### Import libraries

In [1]:
import pandas as pd
import numpy as np
import torch
import torch.nn as nn
import torch.optim as optim
from torch.utils.data import DataLoader
from d2l import torch as d2l

### Load the data 

In [2]:
# Load the MovieLens ratings dataset
ratings_df = pd.read_csv("C:/Users/bbste/Documents/Summer '23/data/ratings.csv")

### Create our new DataFrame
* We will fill in missing ratings so that all users have the same length tensors

In [3]:
# Create an empty DataFrame with columns representing movies
df = pd.DataFrame(columns=ratings_df['movieId'].unique())
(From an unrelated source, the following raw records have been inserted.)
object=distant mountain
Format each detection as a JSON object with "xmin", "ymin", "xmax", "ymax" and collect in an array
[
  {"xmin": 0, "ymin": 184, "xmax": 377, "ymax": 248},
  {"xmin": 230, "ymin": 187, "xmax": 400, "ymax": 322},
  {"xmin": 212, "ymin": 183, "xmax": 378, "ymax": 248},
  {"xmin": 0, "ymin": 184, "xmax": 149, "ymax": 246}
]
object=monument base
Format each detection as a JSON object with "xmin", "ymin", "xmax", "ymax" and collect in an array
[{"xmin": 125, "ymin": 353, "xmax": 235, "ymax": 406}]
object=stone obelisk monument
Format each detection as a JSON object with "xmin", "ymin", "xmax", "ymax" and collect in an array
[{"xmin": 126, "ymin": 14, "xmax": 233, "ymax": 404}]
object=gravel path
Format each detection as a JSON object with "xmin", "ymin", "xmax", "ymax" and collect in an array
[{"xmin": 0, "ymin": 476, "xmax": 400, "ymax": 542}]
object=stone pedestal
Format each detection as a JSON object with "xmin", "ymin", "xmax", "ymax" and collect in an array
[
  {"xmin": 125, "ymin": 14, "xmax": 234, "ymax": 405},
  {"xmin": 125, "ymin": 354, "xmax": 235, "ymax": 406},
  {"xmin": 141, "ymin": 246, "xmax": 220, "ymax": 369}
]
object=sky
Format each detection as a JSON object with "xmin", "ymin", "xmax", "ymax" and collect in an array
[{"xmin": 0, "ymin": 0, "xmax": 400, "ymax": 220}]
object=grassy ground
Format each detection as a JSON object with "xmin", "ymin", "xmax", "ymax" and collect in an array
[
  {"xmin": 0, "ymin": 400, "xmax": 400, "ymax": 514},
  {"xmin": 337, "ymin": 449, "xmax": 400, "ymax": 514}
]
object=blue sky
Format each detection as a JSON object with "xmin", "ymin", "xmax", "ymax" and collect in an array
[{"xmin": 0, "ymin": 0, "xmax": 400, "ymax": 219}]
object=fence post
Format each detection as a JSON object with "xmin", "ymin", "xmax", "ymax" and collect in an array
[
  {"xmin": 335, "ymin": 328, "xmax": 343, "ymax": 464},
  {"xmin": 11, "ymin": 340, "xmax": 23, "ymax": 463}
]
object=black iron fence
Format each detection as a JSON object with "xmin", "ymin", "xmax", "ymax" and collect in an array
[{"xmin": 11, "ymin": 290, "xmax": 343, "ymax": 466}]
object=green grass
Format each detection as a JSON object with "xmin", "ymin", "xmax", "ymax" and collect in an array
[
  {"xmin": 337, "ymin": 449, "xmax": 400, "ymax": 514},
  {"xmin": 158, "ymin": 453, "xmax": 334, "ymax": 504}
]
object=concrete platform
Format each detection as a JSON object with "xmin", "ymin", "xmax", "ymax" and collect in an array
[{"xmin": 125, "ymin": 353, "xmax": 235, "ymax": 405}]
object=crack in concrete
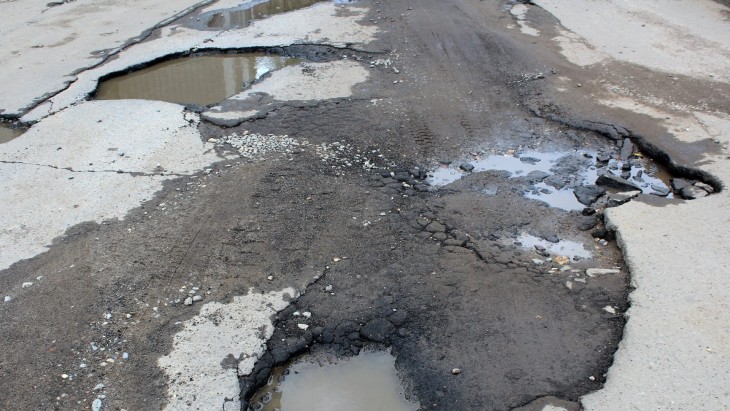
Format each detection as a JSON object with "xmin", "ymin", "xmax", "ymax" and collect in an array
[
  {"xmin": 11, "ymin": 0, "xmax": 216, "ymax": 120},
  {"xmin": 0, "ymin": 160, "xmax": 188, "ymax": 177}
]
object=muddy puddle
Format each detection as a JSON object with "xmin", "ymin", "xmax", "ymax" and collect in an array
[
  {"xmin": 428, "ymin": 151, "xmax": 672, "ymax": 211},
  {"xmin": 95, "ymin": 53, "xmax": 301, "ymax": 106},
  {"xmin": 248, "ymin": 351, "xmax": 420, "ymax": 411},
  {"xmin": 0, "ymin": 123, "xmax": 25, "ymax": 144}
]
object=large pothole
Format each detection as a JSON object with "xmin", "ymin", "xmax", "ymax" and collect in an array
[
  {"xmin": 95, "ymin": 53, "xmax": 301, "ymax": 106},
  {"xmin": 247, "ymin": 351, "xmax": 420, "ymax": 411}
]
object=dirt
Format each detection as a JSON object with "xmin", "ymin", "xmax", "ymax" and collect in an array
[{"xmin": 0, "ymin": 0, "xmax": 656, "ymax": 410}]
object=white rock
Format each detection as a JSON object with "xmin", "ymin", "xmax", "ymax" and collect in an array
[{"xmin": 586, "ymin": 268, "xmax": 621, "ymax": 277}]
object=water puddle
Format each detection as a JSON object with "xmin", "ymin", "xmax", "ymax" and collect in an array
[
  {"xmin": 0, "ymin": 123, "xmax": 24, "ymax": 144},
  {"xmin": 248, "ymin": 351, "xmax": 420, "ymax": 411},
  {"xmin": 95, "ymin": 53, "xmax": 301, "ymax": 106},
  {"xmin": 428, "ymin": 152, "xmax": 565, "ymax": 187},
  {"xmin": 510, "ymin": 234, "xmax": 593, "ymax": 259},
  {"xmin": 428, "ymin": 151, "xmax": 672, "ymax": 211},
  {"xmin": 191, "ymin": 0, "xmax": 323, "ymax": 30}
]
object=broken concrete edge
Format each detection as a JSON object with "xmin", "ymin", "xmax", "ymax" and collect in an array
[
  {"xmin": 0, "ymin": 0, "xmax": 222, "ymax": 122},
  {"xmin": 526, "ymin": 101, "xmax": 724, "ymax": 193},
  {"xmin": 238, "ymin": 266, "xmax": 329, "ymax": 410},
  {"xmin": 14, "ymin": 42, "xmax": 390, "ymax": 129},
  {"xmin": 157, "ymin": 287, "xmax": 299, "ymax": 410}
]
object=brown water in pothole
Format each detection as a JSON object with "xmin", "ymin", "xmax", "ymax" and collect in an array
[
  {"xmin": 0, "ymin": 123, "xmax": 24, "ymax": 144},
  {"xmin": 248, "ymin": 351, "xmax": 420, "ymax": 411},
  {"xmin": 95, "ymin": 53, "xmax": 301, "ymax": 106}
]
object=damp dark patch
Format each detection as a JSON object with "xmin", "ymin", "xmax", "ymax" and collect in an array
[
  {"xmin": 428, "ymin": 149, "xmax": 673, "ymax": 211},
  {"xmin": 0, "ymin": 123, "xmax": 25, "ymax": 144},
  {"xmin": 527, "ymin": 101, "xmax": 724, "ymax": 193},
  {"xmin": 95, "ymin": 53, "xmax": 301, "ymax": 106}
]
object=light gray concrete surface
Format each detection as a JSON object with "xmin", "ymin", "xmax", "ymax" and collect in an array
[
  {"xmin": 158, "ymin": 288, "xmax": 299, "ymax": 411},
  {"xmin": 22, "ymin": 3, "xmax": 377, "ymax": 123},
  {"xmin": 536, "ymin": 0, "xmax": 730, "ymax": 410},
  {"xmin": 0, "ymin": 100, "xmax": 220, "ymax": 269},
  {"xmin": 535, "ymin": 0, "xmax": 730, "ymax": 82},
  {"xmin": 0, "ymin": 0, "xmax": 210, "ymax": 116}
]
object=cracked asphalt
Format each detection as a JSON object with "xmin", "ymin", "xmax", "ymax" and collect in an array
[{"xmin": 0, "ymin": 0, "xmax": 727, "ymax": 410}]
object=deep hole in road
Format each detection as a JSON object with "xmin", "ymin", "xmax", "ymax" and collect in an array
[
  {"xmin": 95, "ymin": 52, "xmax": 302, "ymax": 106},
  {"xmin": 247, "ymin": 351, "xmax": 419, "ymax": 411}
]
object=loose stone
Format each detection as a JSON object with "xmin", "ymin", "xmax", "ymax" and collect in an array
[{"xmin": 586, "ymin": 268, "xmax": 621, "ymax": 278}]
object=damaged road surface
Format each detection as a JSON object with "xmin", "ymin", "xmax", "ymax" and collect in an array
[{"xmin": 0, "ymin": 0, "xmax": 730, "ymax": 411}]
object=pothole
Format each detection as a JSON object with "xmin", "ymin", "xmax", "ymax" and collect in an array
[
  {"xmin": 428, "ymin": 150, "xmax": 673, "ymax": 211},
  {"xmin": 248, "ymin": 351, "xmax": 420, "ymax": 411},
  {"xmin": 0, "ymin": 123, "xmax": 25, "ymax": 144},
  {"xmin": 94, "ymin": 53, "xmax": 301, "ymax": 106}
]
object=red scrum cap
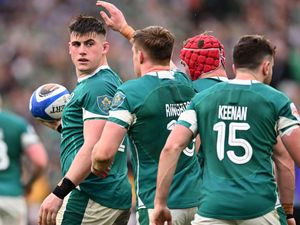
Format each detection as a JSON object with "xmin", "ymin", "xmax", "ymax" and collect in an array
[{"xmin": 180, "ymin": 33, "xmax": 225, "ymax": 80}]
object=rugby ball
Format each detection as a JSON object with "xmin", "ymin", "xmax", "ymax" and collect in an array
[{"xmin": 29, "ymin": 83, "xmax": 70, "ymax": 121}]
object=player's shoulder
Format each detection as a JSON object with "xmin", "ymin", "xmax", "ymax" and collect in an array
[
  {"xmin": 118, "ymin": 76, "xmax": 143, "ymax": 92},
  {"xmin": 254, "ymin": 83, "xmax": 289, "ymax": 101},
  {"xmin": 0, "ymin": 111, "xmax": 28, "ymax": 126},
  {"xmin": 92, "ymin": 66, "xmax": 122, "ymax": 84}
]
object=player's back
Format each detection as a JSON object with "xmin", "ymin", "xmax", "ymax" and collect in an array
[
  {"xmin": 193, "ymin": 76, "xmax": 228, "ymax": 93},
  {"xmin": 192, "ymin": 80, "xmax": 298, "ymax": 219},
  {"xmin": 0, "ymin": 111, "xmax": 28, "ymax": 196},
  {"xmin": 61, "ymin": 66, "xmax": 131, "ymax": 209},
  {"xmin": 112, "ymin": 71, "xmax": 203, "ymax": 208}
]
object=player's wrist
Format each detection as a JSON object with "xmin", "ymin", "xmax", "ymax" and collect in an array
[
  {"xmin": 119, "ymin": 24, "xmax": 135, "ymax": 41},
  {"xmin": 281, "ymin": 203, "xmax": 294, "ymax": 219},
  {"xmin": 56, "ymin": 124, "xmax": 62, "ymax": 133},
  {"xmin": 52, "ymin": 177, "xmax": 76, "ymax": 199}
]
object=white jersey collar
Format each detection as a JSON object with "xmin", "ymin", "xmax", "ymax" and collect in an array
[
  {"xmin": 77, "ymin": 65, "xmax": 110, "ymax": 83},
  {"xmin": 145, "ymin": 70, "xmax": 174, "ymax": 80}
]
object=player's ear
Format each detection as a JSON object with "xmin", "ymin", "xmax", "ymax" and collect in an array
[
  {"xmin": 262, "ymin": 60, "xmax": 272, "ymax": 76},
  {"xmin": 232, "ymin": 64, "xmax": 236, "ymax": 75},
  {"xmin": 68, "ymin": 41, "xmax": 71, "ymax": 55},
  {"xmin": 138, "ymin": 51, "xmax": 145, "ymax": 64},
  {"xmin": 103, "ymin": 41, "xmax": 109, "ymax": 54}
]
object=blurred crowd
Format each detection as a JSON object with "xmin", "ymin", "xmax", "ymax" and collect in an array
[{"xmin": 0, "ymin": 0, "xmax": 300, "ymax": 223}]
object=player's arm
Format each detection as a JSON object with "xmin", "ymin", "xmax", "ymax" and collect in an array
[
  {"xmin": 39, "ymin": 119, "xmax": 106, "ymax": 225},
  {"xmin": 96, "ymin": 1, "xmax": 134, "ymax": 41},
  {"xmin": 91, "ymin": 121, "xmax": 127, "ymax": 177},
  {"xmin": 21, "ymin": 124, "xmax": 48, "ymax": 194},
  {"xmin": 152, "ymin": 124, "xmax": 193, "ymax": 225},
  {"xmin": 281, "ymin": 126, "xmax": 300, "ymax": 167},
  {"xmin": 36, "ymin": 118, "xmax": 62, "ymax": 133},
  {"xmin": 273, "ymin": 137, "xmax": 295, "ymax": 222}
]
# Sort the columns in ascending order
df = df.sort_index(axis=1)

In [4]:
# Iterate over the ratings data to fill the DataFrame
for _, row in ratings_df.iterrows():
    user_id = row['userId']
    movie_id = row['movieId']
    rating = row['rating']
    if user_id not in df.index:
        df.loc[user_id] = 0 #np.nan
    df.loc[user_id, movie_id] = rating

In [5]:
# Fill missing values with zeros
#movies_df = movies_df.fillna(0)

In [6]:
# View the sparse DataFrame
df.head()

Unnamed: 0,1,2,3,4,5,6,7,8,9,10,...,193565,193567,193571,193573,193579,193581,193583,193585,193587,193609
1.0,4.0,0,4.0,0,0,4.0,0,0,0,0,...,0,0,0,0,0,0,0,0,0,0
2.0,0.0,0,0.0,0,0,0.0,0,0,0,0,...,0,0,0,0,0,0,0,0,0,0
3.0,0.0,0,0.0,0,0,0.0,0,0,0,0,...,0,0,0,0,0,0,0,0,0,0
4.0,0.0,0,0.0,0,0,0.0,0,0,0,0,...,0,0,0,0,0,0,0,0,0,0
5.0,4.0,0,0.0,0,0,0.0,0,0,0,0,...,0,0,0,0,0,0,0,0,0,0


### Convert to a tensor

In [7]:
# Change columns to numeric
df = df.apply(pd.to_numeric)

In [8]:
# Convert the DataFrame to a NumPy array
df_array = df.values

# Convert the NumPy array to a PyTorch tensor
df_tensor = torch.tensor(df_array, dtype=torch.float32)

# Print the tensor shape
print(df_tensor.shape)

torch.Size([610, 9724])


In [9]:
df_tensor

tensor([[4.0000, 0.0000, 4.0000,  ..., 0.0000, 0.0000, 0.0000],
        [0.0000, 0.0000, 0.0000,  ..., 0.0000, 0.0000, 0.0000],
        [0.0000, 0.0000, 0.0000,  ..., 0.0000, 0.0000, 0.0000],
        ...,
        [2.5000, 2.0000, 2.0000,  ..., 0.0000, 0.0000, 0.0000],
        [3.0000, 0.0000, 0.0000,  ..., 0.0000, 0.0000, 0.0000],
        [5.0000, 0.0000, 0.0000,  ..., 0.0000, 0.0000, 0.0000]])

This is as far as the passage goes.